Hace unos meses, en un trabajo que se ha convertido casi en una investigación, hemos averiguado qué es y qué simboliza la obra de arte situada en la conocida como rotonda de la Maz. El título de la obra “Puente de Culturas” bien podría sustituir al nombre con el que se conoce a la rotonda, que tras años de polémica por sus problemas de seguridad, al fin luce su estructura definitiva, y con una gran escultura en su parte central. El artista de la obra es el escultor jiennense Abelardo Espejo Tramblin. Se engloba dentro de las obras de arte que ha traído a la capital zaragozana la Expo, con el patronazgo de la Unesco. La pieza, que según su autor quiere simbolizar el mestizaje en que desde hace siglos se ve inmersa Zaragoza, está formada por dos arcos esculturales en una rotonda de la carretera de Huesca N-330. Los dos arcos parabólicos de grandes dimensiones, uno de ellos simétrico y el otro asimétrico, se cruzan de manera tangencial y tienen un peso de treinta y tres toneladas. La capacidad resistente de cada uno de los arcos la proporciona un tubo interior de directriz parabólica de acero al carbono, y el forro exterior es de chapa de acero inoxidable, con acabado mate que, según el momento del día parecen, incluso, grandes chorros de agua, motivo principal de la Expo. Según el autor escogió este material para Puente de Culturas porque en él se refleja perfectamente, en este caso de forma espectacular, la luz.
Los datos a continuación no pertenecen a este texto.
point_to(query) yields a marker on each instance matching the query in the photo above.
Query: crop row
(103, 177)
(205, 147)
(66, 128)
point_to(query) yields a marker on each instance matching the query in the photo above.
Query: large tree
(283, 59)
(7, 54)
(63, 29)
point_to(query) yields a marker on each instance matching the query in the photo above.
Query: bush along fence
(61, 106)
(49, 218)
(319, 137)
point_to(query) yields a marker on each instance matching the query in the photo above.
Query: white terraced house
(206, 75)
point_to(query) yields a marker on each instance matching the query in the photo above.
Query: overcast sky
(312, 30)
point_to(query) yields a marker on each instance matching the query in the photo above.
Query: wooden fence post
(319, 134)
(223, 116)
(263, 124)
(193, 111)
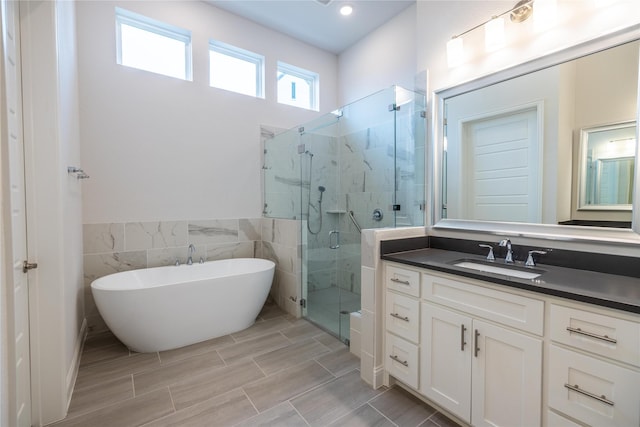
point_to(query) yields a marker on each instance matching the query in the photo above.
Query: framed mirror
(606, 167)
(508, 148)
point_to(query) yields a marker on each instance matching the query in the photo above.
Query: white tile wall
(111, 248)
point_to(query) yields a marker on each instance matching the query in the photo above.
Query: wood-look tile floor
(279, 372)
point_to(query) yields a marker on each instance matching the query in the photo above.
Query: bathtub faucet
(191, 249)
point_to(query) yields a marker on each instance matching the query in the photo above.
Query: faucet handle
(530, 261)
(490, 255)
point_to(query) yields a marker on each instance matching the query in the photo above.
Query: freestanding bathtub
(163, 308)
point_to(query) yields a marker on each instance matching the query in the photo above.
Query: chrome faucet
(191, 250)
(509, 258)
(490, 256)
(530, 261)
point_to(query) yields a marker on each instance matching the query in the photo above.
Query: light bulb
(346, 10)
(545, 14)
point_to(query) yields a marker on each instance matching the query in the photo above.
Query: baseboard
(72, 375)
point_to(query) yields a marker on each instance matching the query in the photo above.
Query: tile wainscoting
(114, 247)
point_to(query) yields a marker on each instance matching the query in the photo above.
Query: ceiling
(317, 23)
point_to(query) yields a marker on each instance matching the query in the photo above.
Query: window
(153, 46)
(297, 87)
(235, 69)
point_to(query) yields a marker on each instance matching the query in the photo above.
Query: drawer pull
(577, 389)
(397, 359)
(462, 341)
(397, 316)
(476, 349)
(592, 335)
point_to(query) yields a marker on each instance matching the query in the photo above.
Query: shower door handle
(331, 239)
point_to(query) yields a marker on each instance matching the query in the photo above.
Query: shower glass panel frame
(364, 164)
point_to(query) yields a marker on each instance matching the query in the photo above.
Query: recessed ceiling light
(346, 10)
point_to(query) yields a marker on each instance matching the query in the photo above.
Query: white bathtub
(162, 308)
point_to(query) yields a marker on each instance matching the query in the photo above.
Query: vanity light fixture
(494, 29)
(346, 10)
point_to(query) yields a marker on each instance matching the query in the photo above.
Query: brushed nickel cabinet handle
(397, 359)
(592, 335)
(462, 341)
(476, 349)
(577, 389)
(397, 316)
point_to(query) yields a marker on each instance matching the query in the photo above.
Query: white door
(446, 359)
(501, 167)
(506, 378)
(17, 292)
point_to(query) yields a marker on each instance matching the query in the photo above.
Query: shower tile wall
(115, 247)
(367, 171)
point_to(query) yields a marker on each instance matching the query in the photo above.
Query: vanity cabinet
(593, 361)
(496, 356)
(485, 373)
(402, 324)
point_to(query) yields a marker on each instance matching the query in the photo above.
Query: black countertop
(595, 287)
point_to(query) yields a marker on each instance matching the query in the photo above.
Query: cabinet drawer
(517, 311)
(604, 335)
(555, 420)
(592, 391)
(402, 360)
(403, 316)
(403, 280)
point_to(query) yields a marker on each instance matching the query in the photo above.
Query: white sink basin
(489, 268)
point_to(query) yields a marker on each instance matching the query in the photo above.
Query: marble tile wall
(116, 247)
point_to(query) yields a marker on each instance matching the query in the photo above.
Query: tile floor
(279, 372)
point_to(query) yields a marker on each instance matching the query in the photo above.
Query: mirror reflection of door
(607, 167)
(501, 167)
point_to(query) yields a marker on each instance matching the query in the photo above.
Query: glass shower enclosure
(358, 167)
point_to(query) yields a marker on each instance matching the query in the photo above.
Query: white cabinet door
(445, 365)
(506, 377)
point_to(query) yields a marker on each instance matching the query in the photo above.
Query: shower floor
(324, 307)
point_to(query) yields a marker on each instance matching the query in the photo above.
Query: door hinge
(26, 266)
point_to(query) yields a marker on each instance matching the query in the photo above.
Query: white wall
(159, 148)
(577, 22)
(384, 58)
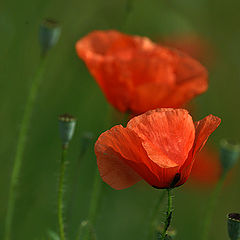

Lo que hace que la escultura cobre vida y cambie constantemente.

puente culturas

Abelardo Espejo está inmerso en varios proyectos que lo llevarán, entre otros países, a Dubai, Marruecos y China, donde, en los próximos meses, instalará una escultura de gran formato. Entre sus numerosos viajes intercala periódicas visitas a su tierra natal, donde vive su madre, en la que aborda varios de sus trabajos que luego salen desde aquí destino a su ubicación definitiva. Los materiales que utiliza en sus obras son el acero, el bronce y el hierro. El autor ha pasado por diversas etapas. De una primera época figurativa su obra evolucionó hacia una figuración abstracta y, posteriormente, sus creaciones con diferentes estilos lo llevaron a la fase actual en la que investiga sobre el hierro y la forja. La trayectoria artística del ingeniero y escultor de Jaén empezó hace ya muchos años. Su obra ha sido reconocida internacionalmente y son múltiples sus exposiciones en Francia y España. Entre otros galardones atesora el Hidalgo de Cabiedes, por “Jarabocoa”, y el Jacinto Higueras, por “El descenso del águila”. Sus grandes creaciones pueden contemplarse, además de en España, entre otros países, en Jordania, Yemen y Francia.

Para finalizar recomendamos su página web, en la que habla de su biografía, trayectoria artística y donde aparecen fotos de sus obras, ciertamente interesantes (ver página web). Precisamente en la página de bienvenida aparece la que desde hace unos meses se ha convertido en parte de nuestro barrio.